Julien Monerie: D'Alexandre à Zoilos. Dictionnaire prosopographique des porteurs de nom grec dans les sources cunéiformes (= Oriens et Occidens. Studien zu antiken Kulturkontakten und ihrem Nachleben; Bd. 23), Stuttgart: Franz Steiner Verlag 2014, 225 S., ISBN 978-3-515-10956-7, EUR 48,00
Inhaltsverzeichnis dieses Buches
Buch im KVK suchen
Bitte geben Sie beim Zitieren dieser Rezension die exakte URL und das Datum Ihres Besuchs dieser Online-Adresse an.

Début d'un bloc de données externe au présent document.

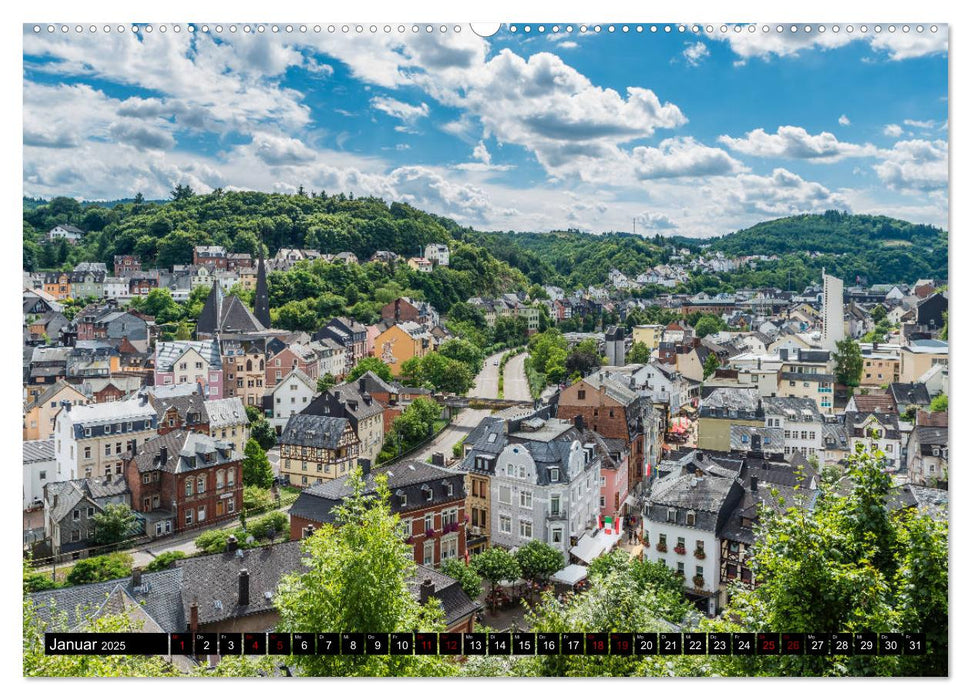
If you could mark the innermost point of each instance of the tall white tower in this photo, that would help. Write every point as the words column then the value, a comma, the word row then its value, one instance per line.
column 832, row 311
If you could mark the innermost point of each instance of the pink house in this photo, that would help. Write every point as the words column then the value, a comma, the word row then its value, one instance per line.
column 190, row 362
column 613, row 479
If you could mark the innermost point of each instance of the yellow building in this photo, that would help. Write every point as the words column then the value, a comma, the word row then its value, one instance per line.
column 919, row 356
column 650, row 335
column 39, row 414
column 401, row 342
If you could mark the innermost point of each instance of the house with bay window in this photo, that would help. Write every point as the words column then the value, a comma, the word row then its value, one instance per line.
column 429, row 501
column 184, row 480
column 543, row 475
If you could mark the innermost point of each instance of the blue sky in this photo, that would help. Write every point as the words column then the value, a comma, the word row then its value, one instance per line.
column 686, row 133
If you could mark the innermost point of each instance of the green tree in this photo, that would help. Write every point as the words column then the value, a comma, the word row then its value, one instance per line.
column 358, row 580
column 538, row 561
column 326, row 382
column 165, row 560
column 496, row 564
column 370, row 364
column 114, row 523
column 103, row 568
column 639, row 353
column 708, row 324
column 849, row 362
column 466, row 575
column 257, row 470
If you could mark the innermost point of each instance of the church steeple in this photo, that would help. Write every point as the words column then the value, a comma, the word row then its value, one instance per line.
column 261, row 304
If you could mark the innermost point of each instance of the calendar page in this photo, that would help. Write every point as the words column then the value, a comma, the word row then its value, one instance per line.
column 476, row 350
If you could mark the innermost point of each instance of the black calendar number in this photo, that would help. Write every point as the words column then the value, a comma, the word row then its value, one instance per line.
column 376, row 644
column 621, row 644
column 865, row 643
column 230, row 644
column 719, row 644
column 547, row 643
column 303, row 644
column 817, row 645
column 792, row 643
column 279, row 643
column 571, row 643
column 524, row 643
column 254, row 643
column 205, row 643
column 841, row 644
column 891, row 644
column 669, row 643
column 402, row 643
column 695, row 643
column 450, row 644
column 645, row 643
column 426, row 643
column 328, row 643
column 500, row 644
column 914, row 644
column 474, row 644
column 596, row 644
column 743, row 643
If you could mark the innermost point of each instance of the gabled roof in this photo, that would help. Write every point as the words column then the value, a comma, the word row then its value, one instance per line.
column 314, row 431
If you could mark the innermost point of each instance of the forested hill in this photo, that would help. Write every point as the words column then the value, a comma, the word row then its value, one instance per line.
column 876, row 248
column 164, row 234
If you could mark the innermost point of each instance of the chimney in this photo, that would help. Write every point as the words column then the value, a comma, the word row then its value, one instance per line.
column 427, row 588
column 243, row 587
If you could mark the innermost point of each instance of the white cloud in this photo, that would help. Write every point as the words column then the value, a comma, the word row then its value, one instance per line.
column 407, row 113
column 923, row 125
column 896, row 46
column 481, row 153
column 796, row 142
column 915, row 166
column 695, row 53
column 681, row 157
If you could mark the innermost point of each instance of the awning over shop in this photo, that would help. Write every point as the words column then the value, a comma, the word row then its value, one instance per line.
column 570, row 575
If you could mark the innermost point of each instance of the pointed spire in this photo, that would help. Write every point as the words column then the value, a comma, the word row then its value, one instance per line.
column 262, row 301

Il est rare que la publication d'un ouvrage ouvre aux historiens du monde séleucide l'accès à une documentation qui leur était jusqu'alors inconnue. Celui de J. Monerie constitue une précieuse exception à cette règle: les données qu'il fournit ne sont certes pas inédites, mais restent très largement ignorées des historiens non assyriologues. Cette ignorance s'explique par la nature des documents étudiés, des tablettes d'argile inscrites en écriture cunéiforme, dans la langue sémitique en usage dans la région depuis le deuxième millénaire, l'akkadien. L'écriture, la langue, et même la civilisation dont ils témoignent constituent le domaine d'étude privilégié des assyriologues, et restent relativement difficiles d'accès aux autres historiens du monde antique. Pourtant, l'ouvrage de J. Monerie offre une éclatante démonstration de l'intérêt d'un véritable dialogue entre historiens des mondes grec et mésopotamien. Son point de départ est l'étude des noms grecs présents dans les documents cunéiformes retrouvés dans l'actuel Irak. Lorsque les armées d'Alexandre pénètrent dans la région, elles y rencontrent une civilisation urbaine, structurée autour de grands temples, où l'écriture est d'un usage courant. La domination grecque n'entraîne pas, loin de là, la fin de l'usage de l'écriture locale, et, au moins jusqu'au milieu du IIe siècle, certains Babyloniens continuent de produire de très nombreuses tablettes d'argile pour répondre à différents besoins de leur vie religieuse ou quotidienne. Les Grecs comptant désormais parmi les interlocuteurs des rédacteurs des textes, leurs noms apparaissent logiquement dans les documents inscrits en cunéiforme. J. Monerie en fournit un dictionnaire prosopographique extrêmement bien informé qui se révèle une mine d'informations sur la manière dont interagissent grecs et non-grecs dans cette région du monde séleucide.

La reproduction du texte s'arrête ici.